Secondly, big Zander may not be as destructive as they look. Zander in laboratory tanks given access to roach of various sizes cull out the smaller ones, the food of choice for a mature Zander is a roach no bigger than four inches. 

Also, Zander specialists, nope not me, report that dead-bait left lying on the bottom are often better than the catches they can expect to make with live-bait, the fish, for all its fearsome appearance, is a scavenger as much as a predator. Zander have been taken with scales in their stomachs that must have come from bream bigger than themselves, but these were surely taken from fish already dead.

Thirdly, it looks like an excellent subject for biological control. The Russian biologist Gintort, studying the fish of the Kuybyshev reservoirs, found that the carp louse Argulus, which sometimes infects other fishes, is particularly deadly to the Zander; four to eight lice will kill a year-old Zander in six hours, while carp and bream, the other possible hosts, are far more resistant. 

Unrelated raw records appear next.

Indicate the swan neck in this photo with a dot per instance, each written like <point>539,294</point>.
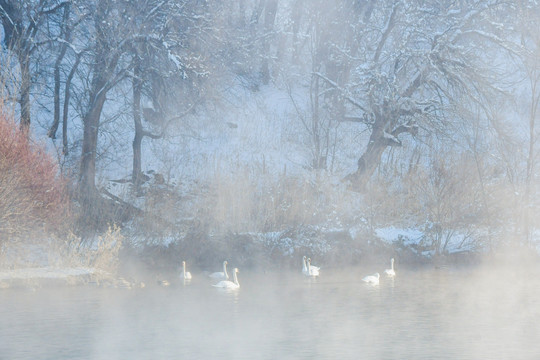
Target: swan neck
<point>225,270</point>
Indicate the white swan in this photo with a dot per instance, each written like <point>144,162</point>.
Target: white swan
<point>304,266</point>
<point>312,270</point>
<point>390,272</point>
<point>221,275</point>
<point>186,275</point>
<point>226,284</point>
<point>372,279</point>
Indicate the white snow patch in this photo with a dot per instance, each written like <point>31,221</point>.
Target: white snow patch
<point>392,234</point>
<point>45,273</point>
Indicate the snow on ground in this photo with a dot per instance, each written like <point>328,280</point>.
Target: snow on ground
<point>416,238</point>
<point>45,273</point>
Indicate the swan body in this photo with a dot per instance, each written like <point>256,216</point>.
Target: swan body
<point>163,282</point>
<point>186,275</point>
<point>226,284</point>
<point>390,272</point>
<point>304,266</point>
<point>312,270</point>
<point>372,279</point>
<point>221,275</point>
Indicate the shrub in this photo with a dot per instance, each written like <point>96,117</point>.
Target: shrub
<point>32,194</point>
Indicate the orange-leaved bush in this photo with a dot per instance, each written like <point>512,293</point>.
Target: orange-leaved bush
<point>33,195</point>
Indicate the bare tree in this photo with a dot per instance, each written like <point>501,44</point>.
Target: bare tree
<point>410,62</point>
<point>22,21</point>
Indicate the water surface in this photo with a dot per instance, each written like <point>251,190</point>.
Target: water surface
<point>421,314</point>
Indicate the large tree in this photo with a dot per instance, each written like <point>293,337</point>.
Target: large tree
<point>399,65</point>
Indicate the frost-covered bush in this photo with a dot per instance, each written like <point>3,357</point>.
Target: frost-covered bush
<point>32,194</point>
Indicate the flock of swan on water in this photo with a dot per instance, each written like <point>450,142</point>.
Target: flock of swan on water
<point>307,269</point>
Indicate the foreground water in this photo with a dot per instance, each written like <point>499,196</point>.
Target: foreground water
<point>421,314</point>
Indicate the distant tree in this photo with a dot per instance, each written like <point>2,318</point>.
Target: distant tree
<point>22,21</point>
<point>398,65</point>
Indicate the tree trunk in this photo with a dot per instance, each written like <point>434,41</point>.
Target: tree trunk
<point>137,140</point>
<point>269,19</point>
<point>67,95</point>
<point>87,182</point>
<point>57,63</point>
<point>24,100</point>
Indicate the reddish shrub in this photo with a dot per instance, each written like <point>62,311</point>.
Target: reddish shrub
<point>32,194</point>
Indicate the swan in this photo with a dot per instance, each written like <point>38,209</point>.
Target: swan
<point>304,266</point>
<point>390,272</point>
<point>312,270</point>
<point>221,275</point>
<point>186,275</point>
<point>226,284</point>
<point>372,279</point>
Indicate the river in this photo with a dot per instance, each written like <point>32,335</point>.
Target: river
<point>426,313</point>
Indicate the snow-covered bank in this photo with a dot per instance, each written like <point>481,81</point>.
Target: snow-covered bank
<point>46,276</point>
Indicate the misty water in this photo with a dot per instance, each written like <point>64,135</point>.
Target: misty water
<point>422,314</point>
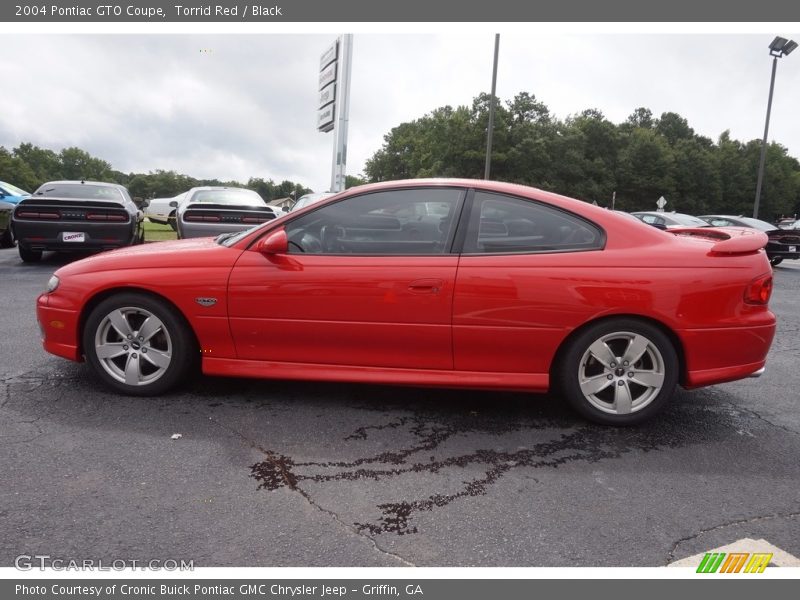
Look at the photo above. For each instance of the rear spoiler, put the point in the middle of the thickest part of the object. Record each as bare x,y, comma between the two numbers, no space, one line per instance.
729,240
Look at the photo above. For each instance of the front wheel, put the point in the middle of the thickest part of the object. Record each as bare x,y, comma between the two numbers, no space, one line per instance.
138,345
619,372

No anode up the jacksie to be seen here !!! then again better keep that under ones hat....

It may not be impossible to devise a sort of piscine myxomatosis to keep Zander down. This may seem far­fetched, and indeed Gintort regarded the Zander's susceptibility as bad news, but then the Russian Zander catch runs into thousands of tons a year.

Anyway enough of that, back to the task in hand, back to what I do best and that is a roving a stretch with the minimum of tackle. What a lovely morning however after fluffing a good take and then losing a fish because it ejected the bait I wondered if I'd actually catch a fish.

I stuck with it though and one section of cover blanketed in thick dark shade produced one of the quickest bites I'd ever had in Zander fishing as I'm sure it took the smelt on the drop. Another quick bite I had two in the net within less than a minute. Not huge fish for me but certainly gave a good fight on relatively light tackle and they don't like the be caught at the minute, all gnashing of teeth and snapping hard shut of jaws. 


  1. Nice article, i find no rhyme or reason with zeds sometimes.
    ive had a river 13, on an 8inch Mackerel intended for Pike,
    had another similar size on a tiny bleak.

    1. That's why I find them intriguing, just when you think you've got them worked out they throw a curve ball.

    2. 100% keep plugging away, that double will come.
      i've never even had a canal zed, its something i need to try more!